Step 2: Filtering - srkoppolu/SK_RNA-Seq GitHub Wiki

The second step in the pipeline is the removal of ribosomal (rRNA) sequences and filtering of sequences based on base quality.

Removal of Ribosomal Sequences:

SortMeRNA is a local sequence alignment tool for filtering, mapping and clustering. It is widely used for sensitive analysis of NGS reads.

The main application of SortMeRNA is to filter rRNA from metratranscriptomic data. It takes a fasta/fastq file of sequence reads and one/multiple rRNA database file(s) as input, and separates aligned and rejected reads into two files as specified by the user. Additionally, clustering and taxonomy assigning applications are also available through QIIME.

SortMeRNA works with Illumina, Ion Torrent and PacBio data, and can produce SAM and BLAST-like alignments. For further information, please click here.

To install SortMeRNA in bash:

# get binary distro (substitute the release version as desired)
wget https://github.com/biocore/sortmerna/releases/download/v3.0.3/sortmerna-3.0.3-linux.sh

# view the installer usage
chmod +x ./sortmerna-3.0.3-linux.sh
./sortmerna-3.0.3-linux.sh --help

# set PATH
export PATH=$HOME/sortmerna/bin:$PATH

# test the installation
sortmerna --version

# view help
sortmerna -h

To run SortMeRNA in bash:

# Incase of multiple fastq files for the paired end reads, unzip and merge the files into a single fq file for each individual sample.
gunzip *.gz
merge-paired-reads.sh forward-reads.fq reverse-reads.fq merged-reads.fq

# Run sortmerna for each individual sample
sortmerna --ref $SORTMERNA_DB --reads sample_1_merged.fq --paired_in -a 16 --log --fastx --aligned sample_1_rRNA --other sample_1_sortmerna 

# Unmerge the paired reads
unmerge-paired-reads.sh sample_1_sortmerna.fq sample_1_sortmerna_1.fq sample_1_sortmerna_2.fq

# Look at the log file 
more sortmerna/sample_1_rRNA.log

The scripts for merge-paired-reads.sh and unmerge-paired-reads.sh can be found in the sortmerna repository in GitHub.
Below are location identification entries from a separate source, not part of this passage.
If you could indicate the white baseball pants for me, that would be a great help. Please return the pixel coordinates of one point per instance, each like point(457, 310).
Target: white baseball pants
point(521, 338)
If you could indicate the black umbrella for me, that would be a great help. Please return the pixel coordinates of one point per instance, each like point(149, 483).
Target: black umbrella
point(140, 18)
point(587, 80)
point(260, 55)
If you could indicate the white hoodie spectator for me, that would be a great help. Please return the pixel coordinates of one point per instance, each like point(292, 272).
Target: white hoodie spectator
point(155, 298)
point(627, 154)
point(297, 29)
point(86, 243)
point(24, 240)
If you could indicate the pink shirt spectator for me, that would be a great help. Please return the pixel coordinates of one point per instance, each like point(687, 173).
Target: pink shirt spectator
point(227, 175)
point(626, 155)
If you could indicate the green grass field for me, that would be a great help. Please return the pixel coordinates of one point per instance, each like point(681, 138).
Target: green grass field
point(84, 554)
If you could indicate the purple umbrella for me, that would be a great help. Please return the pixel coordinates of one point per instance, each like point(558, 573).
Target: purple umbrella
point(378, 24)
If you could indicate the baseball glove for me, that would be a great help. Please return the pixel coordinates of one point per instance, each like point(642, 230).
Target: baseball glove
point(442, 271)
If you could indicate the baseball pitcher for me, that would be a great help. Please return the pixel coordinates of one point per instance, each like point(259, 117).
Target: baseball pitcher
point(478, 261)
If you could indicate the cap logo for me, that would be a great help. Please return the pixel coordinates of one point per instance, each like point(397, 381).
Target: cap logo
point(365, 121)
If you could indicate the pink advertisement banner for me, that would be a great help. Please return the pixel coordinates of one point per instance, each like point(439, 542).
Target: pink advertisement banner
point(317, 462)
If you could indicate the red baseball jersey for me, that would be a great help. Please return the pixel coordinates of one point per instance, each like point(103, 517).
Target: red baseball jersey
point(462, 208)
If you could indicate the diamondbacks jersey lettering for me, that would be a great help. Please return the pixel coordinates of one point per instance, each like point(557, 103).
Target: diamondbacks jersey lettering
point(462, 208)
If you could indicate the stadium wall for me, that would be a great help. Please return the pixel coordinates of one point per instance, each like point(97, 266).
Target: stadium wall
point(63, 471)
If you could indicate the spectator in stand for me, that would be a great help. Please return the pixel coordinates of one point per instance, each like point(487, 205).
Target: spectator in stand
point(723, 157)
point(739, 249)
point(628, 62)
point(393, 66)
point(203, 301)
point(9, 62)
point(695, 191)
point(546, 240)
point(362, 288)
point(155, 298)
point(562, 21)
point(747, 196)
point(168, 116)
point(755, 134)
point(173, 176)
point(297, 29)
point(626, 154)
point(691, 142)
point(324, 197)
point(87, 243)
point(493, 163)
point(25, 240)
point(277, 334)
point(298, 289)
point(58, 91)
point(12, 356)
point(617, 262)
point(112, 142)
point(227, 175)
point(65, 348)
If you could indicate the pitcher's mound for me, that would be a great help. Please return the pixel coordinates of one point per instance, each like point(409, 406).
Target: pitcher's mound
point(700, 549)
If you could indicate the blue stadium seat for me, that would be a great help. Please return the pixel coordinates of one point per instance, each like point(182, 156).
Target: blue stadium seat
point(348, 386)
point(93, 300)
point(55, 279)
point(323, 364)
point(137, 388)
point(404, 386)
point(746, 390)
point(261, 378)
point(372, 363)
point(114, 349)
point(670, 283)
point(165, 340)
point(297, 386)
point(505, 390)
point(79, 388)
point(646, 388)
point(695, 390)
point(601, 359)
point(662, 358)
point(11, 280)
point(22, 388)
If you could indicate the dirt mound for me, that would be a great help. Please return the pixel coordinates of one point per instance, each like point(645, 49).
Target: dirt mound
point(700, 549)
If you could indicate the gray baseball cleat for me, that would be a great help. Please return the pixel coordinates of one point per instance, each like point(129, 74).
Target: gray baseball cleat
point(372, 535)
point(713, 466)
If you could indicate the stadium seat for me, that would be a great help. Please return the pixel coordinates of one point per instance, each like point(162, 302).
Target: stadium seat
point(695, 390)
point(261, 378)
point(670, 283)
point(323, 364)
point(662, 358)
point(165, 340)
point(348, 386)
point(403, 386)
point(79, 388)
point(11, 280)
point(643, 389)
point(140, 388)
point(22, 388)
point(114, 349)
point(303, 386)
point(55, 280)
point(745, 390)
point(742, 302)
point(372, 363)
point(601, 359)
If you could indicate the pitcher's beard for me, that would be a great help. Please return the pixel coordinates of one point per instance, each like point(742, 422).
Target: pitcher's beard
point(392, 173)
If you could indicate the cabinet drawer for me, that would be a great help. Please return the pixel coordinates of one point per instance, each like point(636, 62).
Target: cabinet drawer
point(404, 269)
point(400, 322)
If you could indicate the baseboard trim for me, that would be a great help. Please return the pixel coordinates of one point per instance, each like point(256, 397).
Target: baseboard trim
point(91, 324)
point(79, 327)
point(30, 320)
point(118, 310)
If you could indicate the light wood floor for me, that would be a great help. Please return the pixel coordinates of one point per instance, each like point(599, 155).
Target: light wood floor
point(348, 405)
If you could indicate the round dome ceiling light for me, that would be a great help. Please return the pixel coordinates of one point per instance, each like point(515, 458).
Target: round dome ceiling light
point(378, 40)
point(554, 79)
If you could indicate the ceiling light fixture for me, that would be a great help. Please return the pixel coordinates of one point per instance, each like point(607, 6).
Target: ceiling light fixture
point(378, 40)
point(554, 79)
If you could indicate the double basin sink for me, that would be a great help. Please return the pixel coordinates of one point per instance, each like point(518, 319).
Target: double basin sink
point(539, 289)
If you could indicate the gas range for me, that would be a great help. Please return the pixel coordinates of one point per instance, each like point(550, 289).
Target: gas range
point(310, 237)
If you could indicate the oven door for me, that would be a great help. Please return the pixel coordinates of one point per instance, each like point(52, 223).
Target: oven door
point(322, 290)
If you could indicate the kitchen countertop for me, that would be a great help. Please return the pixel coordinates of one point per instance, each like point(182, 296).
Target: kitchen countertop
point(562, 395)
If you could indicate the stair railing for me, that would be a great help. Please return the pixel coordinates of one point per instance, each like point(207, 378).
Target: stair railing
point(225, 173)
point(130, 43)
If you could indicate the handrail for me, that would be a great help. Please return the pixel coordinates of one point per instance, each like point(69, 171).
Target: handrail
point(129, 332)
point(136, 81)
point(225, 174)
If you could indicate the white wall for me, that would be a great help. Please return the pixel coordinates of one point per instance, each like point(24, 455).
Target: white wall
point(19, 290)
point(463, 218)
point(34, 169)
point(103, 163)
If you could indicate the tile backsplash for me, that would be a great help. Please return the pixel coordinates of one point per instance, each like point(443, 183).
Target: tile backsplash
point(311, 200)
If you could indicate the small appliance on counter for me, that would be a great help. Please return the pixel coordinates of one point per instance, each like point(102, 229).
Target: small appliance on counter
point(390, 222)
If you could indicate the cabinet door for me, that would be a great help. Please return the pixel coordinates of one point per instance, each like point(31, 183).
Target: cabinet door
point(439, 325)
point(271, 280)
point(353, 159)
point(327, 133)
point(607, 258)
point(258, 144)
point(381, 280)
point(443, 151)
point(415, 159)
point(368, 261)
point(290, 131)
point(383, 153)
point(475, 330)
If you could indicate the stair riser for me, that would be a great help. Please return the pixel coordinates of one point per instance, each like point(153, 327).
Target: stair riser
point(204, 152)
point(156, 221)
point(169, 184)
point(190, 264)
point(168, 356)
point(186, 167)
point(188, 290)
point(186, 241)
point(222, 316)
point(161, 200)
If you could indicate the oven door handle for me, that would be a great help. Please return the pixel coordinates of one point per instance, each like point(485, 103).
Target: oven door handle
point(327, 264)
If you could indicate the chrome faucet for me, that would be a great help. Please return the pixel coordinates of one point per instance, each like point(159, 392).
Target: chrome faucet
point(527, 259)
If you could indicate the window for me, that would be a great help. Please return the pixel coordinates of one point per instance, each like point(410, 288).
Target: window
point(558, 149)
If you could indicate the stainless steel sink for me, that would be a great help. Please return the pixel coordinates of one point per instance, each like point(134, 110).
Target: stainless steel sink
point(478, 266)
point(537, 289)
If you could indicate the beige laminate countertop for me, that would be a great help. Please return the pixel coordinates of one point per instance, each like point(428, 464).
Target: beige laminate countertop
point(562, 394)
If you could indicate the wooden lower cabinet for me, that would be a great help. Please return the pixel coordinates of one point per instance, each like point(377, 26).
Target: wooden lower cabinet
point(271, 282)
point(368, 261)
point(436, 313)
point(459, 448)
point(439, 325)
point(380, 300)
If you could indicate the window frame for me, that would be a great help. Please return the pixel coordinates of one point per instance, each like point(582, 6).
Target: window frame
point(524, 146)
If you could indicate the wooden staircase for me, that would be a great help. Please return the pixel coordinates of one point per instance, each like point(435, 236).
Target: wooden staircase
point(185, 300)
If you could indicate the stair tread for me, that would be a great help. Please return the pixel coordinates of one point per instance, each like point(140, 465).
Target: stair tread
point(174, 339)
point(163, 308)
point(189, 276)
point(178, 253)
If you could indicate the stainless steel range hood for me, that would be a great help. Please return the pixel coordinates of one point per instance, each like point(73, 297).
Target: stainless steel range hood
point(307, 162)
To run sortmeRNA for multiple samples, please edit and run the sortmeRNAfilter.sh script.


Base Filtering:

The next step after the removal of rRNA sequences is the quality trimming and adapter clipping.

Trim Galore:

Trim Galore is a wrapper around Cutadapt and FastQC to consistently apply adapter and quality trimming to fastq files, with extra functionality for RRBS data. For proper functioning, it is important to ensure that these two softwares are available and that the trim_galore script is copied to a location available on PATH.

For example:

# Check that cutadapt is installed
cutadapt --version  

# Check that FastQC is installed
fastqc -v  

# Install Trim Galore
curl -fsSL https://github.com/FelixKrueger/TrimGalore/archive/0.6.0.tar.gz -o trim_galore.tar.gz
tar xvzf trim_galore.tar.gz  

# Run Trim Galore
~/TrimGalore-0.6.0/trim_galore

For further instructions on Trim Galore, please refer the User Guide.

Trimmomatic:

Another method to do quality trimming and adapter clipping for Illumina sequencing data is to use trimmomatic.
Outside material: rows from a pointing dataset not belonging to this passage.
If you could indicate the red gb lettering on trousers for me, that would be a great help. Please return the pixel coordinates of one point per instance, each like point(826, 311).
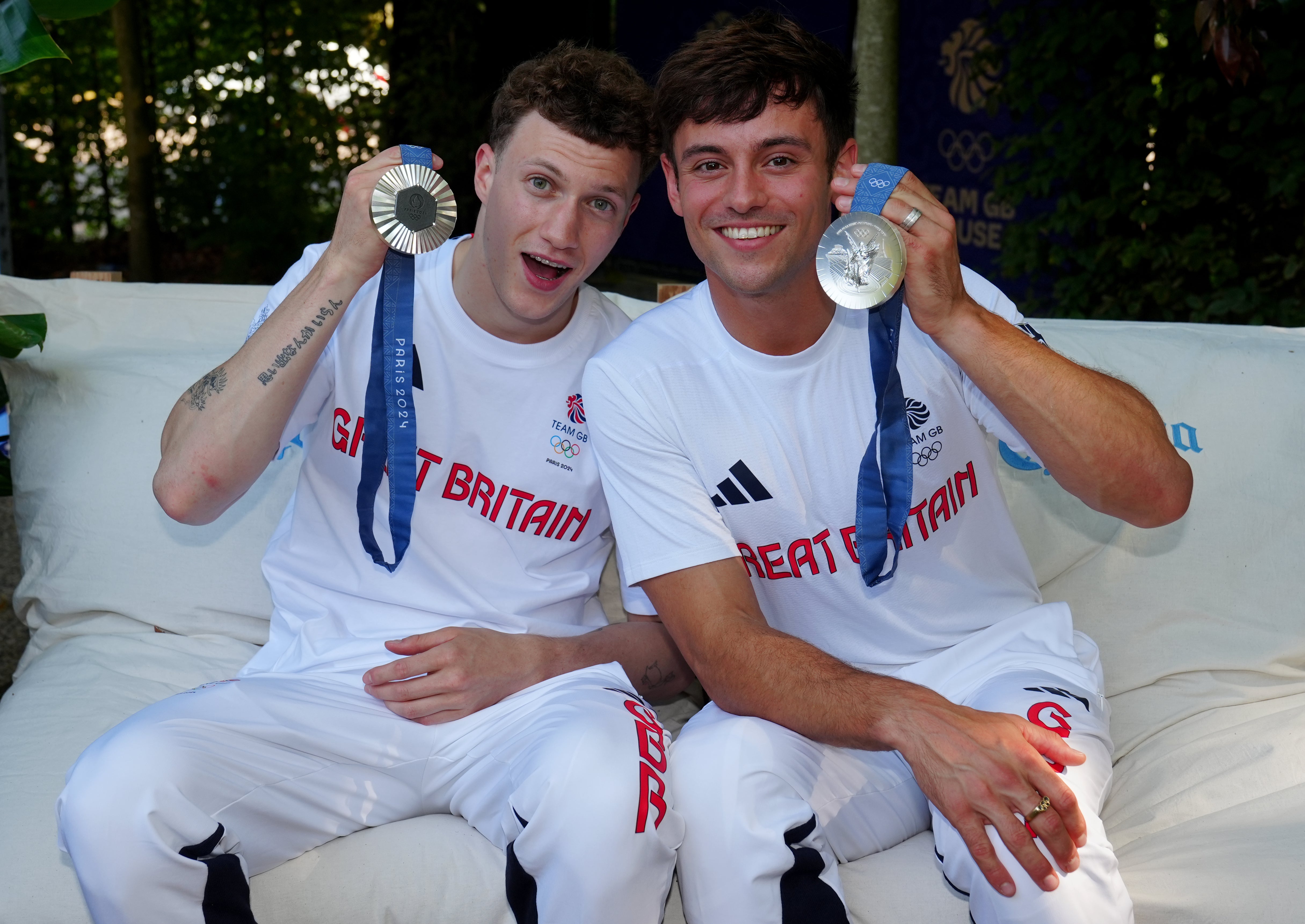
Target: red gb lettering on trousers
point(652, 763)
point(1056, 713)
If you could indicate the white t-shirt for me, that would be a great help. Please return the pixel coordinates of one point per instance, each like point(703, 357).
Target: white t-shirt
point(712, 451)
point(510, 530)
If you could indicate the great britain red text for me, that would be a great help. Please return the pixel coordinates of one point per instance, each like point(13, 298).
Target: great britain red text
point(519, 509)
point(773, 562)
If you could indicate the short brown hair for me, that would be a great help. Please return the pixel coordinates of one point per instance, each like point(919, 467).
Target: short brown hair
point(734, 72)
point(597, 96)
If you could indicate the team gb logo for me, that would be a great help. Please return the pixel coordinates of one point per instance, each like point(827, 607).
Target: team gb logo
point(576, 408)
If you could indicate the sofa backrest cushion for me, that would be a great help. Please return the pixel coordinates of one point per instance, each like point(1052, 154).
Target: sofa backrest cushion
point(99, 553)
point(1205, 611)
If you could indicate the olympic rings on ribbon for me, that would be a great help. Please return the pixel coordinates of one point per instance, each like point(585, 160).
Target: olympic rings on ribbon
point(926, 456)
point(566, 448)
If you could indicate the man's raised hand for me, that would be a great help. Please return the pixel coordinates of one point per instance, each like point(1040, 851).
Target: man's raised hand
point(934, 285)
point(357, 249)
point(981, 769)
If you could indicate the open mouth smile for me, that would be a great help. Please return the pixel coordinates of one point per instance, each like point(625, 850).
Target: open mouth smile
point(747, 234)
point(543, 272)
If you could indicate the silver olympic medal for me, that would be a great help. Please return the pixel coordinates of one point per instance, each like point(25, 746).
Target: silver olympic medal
point(414, 209)
point(860, 260)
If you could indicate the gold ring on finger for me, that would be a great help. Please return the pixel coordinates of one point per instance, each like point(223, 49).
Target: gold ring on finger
point(1038, 810)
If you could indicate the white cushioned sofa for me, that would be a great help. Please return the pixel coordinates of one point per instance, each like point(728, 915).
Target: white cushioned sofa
point(1201, 624)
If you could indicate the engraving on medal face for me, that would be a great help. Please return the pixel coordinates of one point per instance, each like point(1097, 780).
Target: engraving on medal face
point(860, 260)
point(414, 208)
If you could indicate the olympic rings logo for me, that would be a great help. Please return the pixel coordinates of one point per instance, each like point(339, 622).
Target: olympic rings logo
point(966, 151)
point(927, 455)
point(566, 448)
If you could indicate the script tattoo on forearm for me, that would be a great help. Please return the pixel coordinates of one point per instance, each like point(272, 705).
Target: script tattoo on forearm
point(299, 342)
point(654, 678)
point(198, 396)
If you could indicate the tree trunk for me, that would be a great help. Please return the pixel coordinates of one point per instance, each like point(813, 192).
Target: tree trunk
point(876, 53)
point(6, 241)
point(140, 144)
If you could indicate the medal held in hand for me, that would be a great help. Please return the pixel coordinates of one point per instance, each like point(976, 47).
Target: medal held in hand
point(413, 208)
point(414, 212)
point(862, 259)
point(862, 263)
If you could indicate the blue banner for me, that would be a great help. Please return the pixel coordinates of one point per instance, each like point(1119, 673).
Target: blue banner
point(945, 134)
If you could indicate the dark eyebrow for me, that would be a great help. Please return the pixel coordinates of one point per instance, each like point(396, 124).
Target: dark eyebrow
point(785, 141)
point(550, 166)
point(547, 165)
point(693, 151)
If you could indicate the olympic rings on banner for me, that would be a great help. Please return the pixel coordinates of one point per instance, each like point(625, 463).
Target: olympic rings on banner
point(966, 151)
point(566, 448)
point(927, 455)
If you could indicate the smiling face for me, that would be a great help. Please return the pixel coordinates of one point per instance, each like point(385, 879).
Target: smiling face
point(554, 208)
point(755, 195)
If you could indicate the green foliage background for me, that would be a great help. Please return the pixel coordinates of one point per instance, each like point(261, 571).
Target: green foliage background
point(1213, 228)
point(264, 108)
point(251, 158)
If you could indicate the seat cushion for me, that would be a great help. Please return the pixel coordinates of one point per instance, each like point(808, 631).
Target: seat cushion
point(99, 553)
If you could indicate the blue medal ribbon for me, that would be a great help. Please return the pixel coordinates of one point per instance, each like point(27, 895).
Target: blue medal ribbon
point(885, 481)
point(390, 431)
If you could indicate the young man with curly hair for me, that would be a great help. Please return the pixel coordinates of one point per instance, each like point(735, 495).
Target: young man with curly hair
point(507, 699)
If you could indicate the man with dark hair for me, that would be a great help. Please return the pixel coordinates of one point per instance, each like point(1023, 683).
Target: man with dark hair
point(511, 701)
point(863, 688)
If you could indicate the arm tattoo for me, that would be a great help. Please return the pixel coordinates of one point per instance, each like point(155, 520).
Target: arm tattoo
point(301, 341)
point(199, 395)
point(654, 678)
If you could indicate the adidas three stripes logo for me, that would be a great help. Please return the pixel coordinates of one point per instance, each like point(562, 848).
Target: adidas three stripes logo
point(731, 492)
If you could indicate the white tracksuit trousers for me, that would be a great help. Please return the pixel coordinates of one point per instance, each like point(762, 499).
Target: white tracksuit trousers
point(168, 815)
point(769, 815)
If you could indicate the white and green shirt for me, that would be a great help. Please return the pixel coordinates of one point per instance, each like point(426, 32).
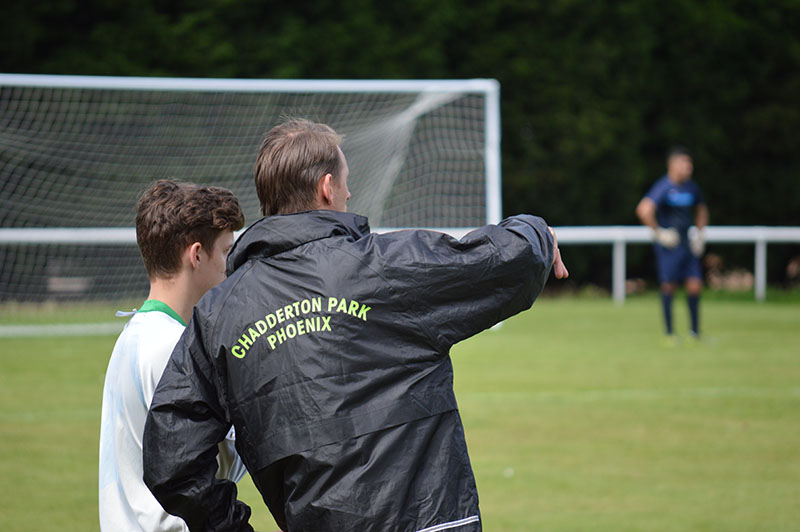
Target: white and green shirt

You often don't need leading and traling clipping. Also in general keepBothReads can be useful when working with paired end data, you will keep even redunfant information but this likely makes your pipelines more manageable. Note the additional :2 in front of keepBothReads this is the minimum adapter length in palindrome mode, you can even set this to 1. (Default is a very conservative 8)

Run trimmomatic on each sample individually (use in a bash script for efficiency):

# Run Trimmomatic
trimmomatic PE -threads 8 -phred64 sortmerna/sample_1_sortmerna_1.fq sortmerna/sample_1_sortmerna_2.fq sample_1_sortmerna_trimmomatic_1.fq sample_1_sortmerna_unpaired_1.fq sample_1_sortmerna_trimmomatic_2.fq sample_1_sortmerna_unpaired_2.fq ILLUMINACLIP:/usr/share/Trimmomatic-0.33/adapters/TruSeq3-PE.fa:3:30:10 SLIDINGWINDOW:5:20 MINLEN:50

To run trimmomatic for multiple samples, please edit and run the trimmomaticfilter.sh script.